The value returned by occurrences(x) is the number of times a given row's value of x occurs in the data set, so in this case it would return 2 in the first row, 2 in the second row, and 1 in the third row. Selecting 1/occurrences(x) as your row weight would therefore give the first row a weight of 1/2, the second row a weight of 1/2, and the third row a weight of 1.

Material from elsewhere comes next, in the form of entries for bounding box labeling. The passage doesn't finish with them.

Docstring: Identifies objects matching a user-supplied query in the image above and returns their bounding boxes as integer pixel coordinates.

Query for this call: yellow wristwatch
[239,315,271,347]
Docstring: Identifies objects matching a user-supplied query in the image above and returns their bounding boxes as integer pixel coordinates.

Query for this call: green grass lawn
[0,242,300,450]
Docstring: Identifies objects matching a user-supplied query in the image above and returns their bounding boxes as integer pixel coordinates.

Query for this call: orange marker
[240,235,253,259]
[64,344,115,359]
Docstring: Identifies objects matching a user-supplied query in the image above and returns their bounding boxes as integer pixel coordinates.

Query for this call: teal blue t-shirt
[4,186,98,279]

Returning to the credit-card-fraud example, we could simplify things by creating variable z with a value of 0 (or whatever) in rows representing legitimate transactions and 1 (or whatever) in rows representing fraudulent ones. Selecting a row weight of 1/occurrences(z) would then create equal pressure to model legitimate and fraudulent transactions, and no one would have to do any nasty counting or calculation to determine row weights. And if new data were added, the weights would be automatically adjusted to maintain the balance.

Other expressions

Other expressions can be entered into the editable field of the "Row Weight" drop-down box. Any function on the Building Blocks List can be used as part of a row-weight expression. There's also a special variable available, <row>, which takes on the value of the row number. Here are some examples, assuming a data set containing variables x and y:

  • abs(x) gives row weights in proportion to the absolute value of x.
  • 1/abs(x-y) gives row weights in inverse proportion to the difference between x and y.
  • 1/<row> gives row 1 a weight of 1, row 2 a weight of 1/2, row 3 a weight of 1/3…
  • 0.5 + 0.5*(<row> <= 100) gives rows 1 through 100 a weight of 1 and remaining rows a weight of 0.5. (Note: <= returns 1 if satisfied, 0 if unsatisfied.)